À ce moment-là, le professeur Ishihara reprit son souffle, prit le verre d'eau sur la table et but une gorgée.

Le cœur de Sainte-Mei battait si fort qu'elle avait l'impression qu'il allait lui sortir de la poitrine.

Elle n'avait même pas remarqué que ses lèvres étaient légèrement entrouvertes et qu'elle respirait bruyamment. Comme le professeur n'avait pas encore pris la parole, Shengmei réalisa seulement à ce moment-là le bruit de sa respiration. Elle déglutit rapidement et ferma la bouche, mais le tremblement dans sa poitrine ne s'apaisa pas immédiatement. Après avoir fermé la bouche, l'air s'échappa rythmiquement de son nez – Shengmei se sentit gênée et se couvrit rapidement le nez et la bouche pour minimiser le bruit. Elle ferma les yeux et prit une profonde inspiration. Shengmei ne comprenait pas pourquoi elle était si excitée, pourquoi elle était si obsédée par les mitochondries. Pourquoi ? Elle n'arrivait pas à comprendre. « Boum », « boum », « boum ». Son cœur battait toujours la chamade, son front était couvert de sueur, sa poitrine et l'intérieur de ses cuisses étaient trempés de sueur, ses vêtements collant à sa peau. Shengmei essuya la sueur de son front du bout des doigts, ne sentant qu'un résidu collant. Shengmei ouvrit les yeux, sortit un mouchoir de son sac et s'essuya le front et la nuque. En regardant à nouveau l'écran, elle constata que le professeur Ishihara avait déjà abordé le sujet de l'ADN mitochondrial.

Avec l'âge, des anomalies peuvent survenir dans l'ADN de nos mitochondries. Ces phénomènes semblent liés à une substance appelée espèces réactives de l'oxygène (ERO). Le professeur a cité plusieurs maladies causées par des anomalies des gènes mitochondriaux. Il a ensuite expliqué comment ces gènes sont transmis de génération en génération.

Il est intéressant de noter que les gènes mitochondriaux sont transmis par la mère. Lors de la fécondation, bien que les mitochondries du spermatozoïde pénètrent également dans l'ovule, dans des conditions normales, l'ADN mitochondrial paternel apporté par le spermatozoïde ne se multiplie pas dans l'ovule fécondé. Puisque seul l'ADN mitochondrial maternel peut se multiplier, la grande majorité des mitochondries d'un nouveau-né sont identiques à celles de sa mère. On peut donc affirmer que les gènes mitochondriaux sont transmis par la mère. Cependant, cela ne signifie pas que toutes les maladies causées par des anomalies des gènes mitochondriaux sont transmises par la mère. Les recherches visant à élucider ce mystère sont en cours et constituent l'un de nos sujets d'étude. Des études récentes ont montré que la transmission des gènes mitochondriaux n'est pas exclusivement maternelle… Bien entendu, une explication détaillée serait trop complexe, nous n'aborderons donc pas ce sujet aujourd'hui.

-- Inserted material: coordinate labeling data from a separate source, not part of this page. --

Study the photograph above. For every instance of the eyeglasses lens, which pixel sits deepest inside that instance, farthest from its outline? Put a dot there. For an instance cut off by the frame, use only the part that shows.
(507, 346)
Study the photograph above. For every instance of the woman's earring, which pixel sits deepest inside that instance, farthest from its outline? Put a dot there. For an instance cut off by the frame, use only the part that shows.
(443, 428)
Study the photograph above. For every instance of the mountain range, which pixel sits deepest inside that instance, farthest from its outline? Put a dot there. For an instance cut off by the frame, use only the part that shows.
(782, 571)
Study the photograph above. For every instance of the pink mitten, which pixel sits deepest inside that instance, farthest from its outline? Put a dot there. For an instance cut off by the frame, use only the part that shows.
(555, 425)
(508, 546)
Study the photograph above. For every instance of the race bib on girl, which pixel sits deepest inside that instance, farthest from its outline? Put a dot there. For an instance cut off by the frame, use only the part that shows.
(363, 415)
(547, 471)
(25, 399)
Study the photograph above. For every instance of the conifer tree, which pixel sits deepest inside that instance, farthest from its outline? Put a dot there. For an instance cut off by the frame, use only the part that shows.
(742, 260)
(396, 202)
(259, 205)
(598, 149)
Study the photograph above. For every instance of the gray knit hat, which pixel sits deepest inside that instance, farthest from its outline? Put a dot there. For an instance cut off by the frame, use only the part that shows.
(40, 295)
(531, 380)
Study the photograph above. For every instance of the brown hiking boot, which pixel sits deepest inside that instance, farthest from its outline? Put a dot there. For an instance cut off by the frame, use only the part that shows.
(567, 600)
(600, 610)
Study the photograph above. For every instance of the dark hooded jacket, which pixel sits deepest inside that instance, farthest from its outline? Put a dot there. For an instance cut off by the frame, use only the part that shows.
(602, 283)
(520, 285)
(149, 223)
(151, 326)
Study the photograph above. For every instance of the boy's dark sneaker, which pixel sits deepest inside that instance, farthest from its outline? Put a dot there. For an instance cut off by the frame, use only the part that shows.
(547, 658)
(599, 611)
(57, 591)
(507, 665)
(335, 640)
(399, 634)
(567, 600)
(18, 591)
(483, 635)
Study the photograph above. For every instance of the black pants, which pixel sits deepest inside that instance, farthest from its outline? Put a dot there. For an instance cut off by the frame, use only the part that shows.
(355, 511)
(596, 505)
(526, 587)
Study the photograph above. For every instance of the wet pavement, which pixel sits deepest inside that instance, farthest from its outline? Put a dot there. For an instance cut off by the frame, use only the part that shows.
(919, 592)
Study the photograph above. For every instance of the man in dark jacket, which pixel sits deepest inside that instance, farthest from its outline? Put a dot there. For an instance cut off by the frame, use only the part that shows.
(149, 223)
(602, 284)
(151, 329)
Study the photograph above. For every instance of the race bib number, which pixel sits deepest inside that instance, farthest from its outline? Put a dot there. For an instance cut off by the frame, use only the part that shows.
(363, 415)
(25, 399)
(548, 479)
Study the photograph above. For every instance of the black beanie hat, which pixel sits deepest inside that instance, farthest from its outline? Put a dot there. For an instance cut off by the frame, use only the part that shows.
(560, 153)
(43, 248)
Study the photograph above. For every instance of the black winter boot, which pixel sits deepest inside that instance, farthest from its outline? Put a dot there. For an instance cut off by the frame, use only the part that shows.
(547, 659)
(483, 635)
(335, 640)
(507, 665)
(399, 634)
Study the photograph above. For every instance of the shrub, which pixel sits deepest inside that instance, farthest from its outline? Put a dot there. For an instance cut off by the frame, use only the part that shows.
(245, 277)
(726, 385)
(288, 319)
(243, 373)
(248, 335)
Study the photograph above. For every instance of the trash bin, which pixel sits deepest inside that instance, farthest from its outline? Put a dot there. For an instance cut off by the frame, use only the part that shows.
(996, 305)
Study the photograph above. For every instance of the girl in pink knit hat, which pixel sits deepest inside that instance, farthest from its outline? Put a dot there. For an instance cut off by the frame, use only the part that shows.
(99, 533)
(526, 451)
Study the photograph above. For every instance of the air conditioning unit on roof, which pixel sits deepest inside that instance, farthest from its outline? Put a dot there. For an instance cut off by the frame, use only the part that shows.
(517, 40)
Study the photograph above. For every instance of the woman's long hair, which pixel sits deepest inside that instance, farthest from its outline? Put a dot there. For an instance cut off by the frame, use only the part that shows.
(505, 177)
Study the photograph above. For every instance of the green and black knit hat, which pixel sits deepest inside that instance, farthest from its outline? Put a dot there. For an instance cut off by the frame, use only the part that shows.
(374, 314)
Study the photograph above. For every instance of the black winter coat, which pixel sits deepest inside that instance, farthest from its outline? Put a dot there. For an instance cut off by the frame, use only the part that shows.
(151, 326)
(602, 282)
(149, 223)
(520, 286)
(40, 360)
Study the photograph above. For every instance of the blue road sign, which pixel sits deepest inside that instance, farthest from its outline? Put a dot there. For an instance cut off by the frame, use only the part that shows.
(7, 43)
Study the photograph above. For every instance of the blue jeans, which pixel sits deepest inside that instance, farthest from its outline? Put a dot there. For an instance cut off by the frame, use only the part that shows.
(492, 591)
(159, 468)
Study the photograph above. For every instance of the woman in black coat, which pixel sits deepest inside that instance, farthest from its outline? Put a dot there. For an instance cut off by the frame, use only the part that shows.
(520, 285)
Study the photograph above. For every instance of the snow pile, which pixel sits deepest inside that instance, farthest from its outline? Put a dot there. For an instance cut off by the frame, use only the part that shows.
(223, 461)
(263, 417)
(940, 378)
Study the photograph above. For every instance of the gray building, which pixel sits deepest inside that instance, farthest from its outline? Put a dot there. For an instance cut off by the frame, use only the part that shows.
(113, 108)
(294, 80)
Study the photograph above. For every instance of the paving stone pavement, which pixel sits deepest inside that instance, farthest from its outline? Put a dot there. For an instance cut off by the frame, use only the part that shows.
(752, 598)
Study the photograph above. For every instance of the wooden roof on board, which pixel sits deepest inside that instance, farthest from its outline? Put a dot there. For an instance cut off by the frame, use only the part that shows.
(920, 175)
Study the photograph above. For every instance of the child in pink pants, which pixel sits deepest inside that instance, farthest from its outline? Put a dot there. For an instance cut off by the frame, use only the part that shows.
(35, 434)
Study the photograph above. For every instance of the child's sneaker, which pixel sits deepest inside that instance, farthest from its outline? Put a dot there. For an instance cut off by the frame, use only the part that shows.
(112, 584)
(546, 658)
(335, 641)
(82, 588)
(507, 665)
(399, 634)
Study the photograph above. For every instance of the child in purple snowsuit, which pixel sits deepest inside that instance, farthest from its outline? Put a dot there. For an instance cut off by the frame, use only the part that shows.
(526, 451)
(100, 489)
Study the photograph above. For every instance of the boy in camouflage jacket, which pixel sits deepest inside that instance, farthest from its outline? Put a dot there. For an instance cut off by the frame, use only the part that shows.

Les photos à l'écran s'estompèrent peu à peu, laissant place à des graphiques aux couleurs vives. Ces schémas informatiques avaient un impact bien moindre sur Seimei que les précédentes photographies microscopiques. La présentation sur les gènes mitochondriaux dura environ cinq minutes. À son insu, les violents tremblements qui secouaient sa poitrine s'étaient peu à peu apaisés. Au bout d'un moment, son rythme cardiaque se calma et redevint normal. Seimei poussa un soupir de soulagement. Elle se redressa, s'efforçant de se reconcentrer sur les explications du professeur Ishihara. Ce dernier s'apprêtait à changer de sujet.

«

…Je pense que nous ressentons tous beaucoup de pression au travail, dans nos études et dans nos interactions avec nos voisins. Certains disent que la société moderne est une société de pression. Comme nous vivons constamment avec les autres, la génération de pression est inévitable. On peut supposer que la même situation se produit dans la relation symbiotique entre les cellules hôtes et les mitochondries. Lorsque différents types d’organismes cohabitent, une pression apparaît. En effet, lorsqu’une cellule subit une pression, une substance appelée protéine de stress est produite à l’intérieur de celle-ci. Nous savons maintenant que cette protéine de stress peut coordonner la relation symbiotique entre le noyau cellulaire et les mitochondries.

»

Les cellules contiennent diverses protéines de stress. Ces protéines transportent les enzymes vers les mitochondries. Sans elles, les mitochondries dysfonctionnent. Le professeur Ishihara a expliqué ce phénomène en détail à l'aide de schémas très clairs.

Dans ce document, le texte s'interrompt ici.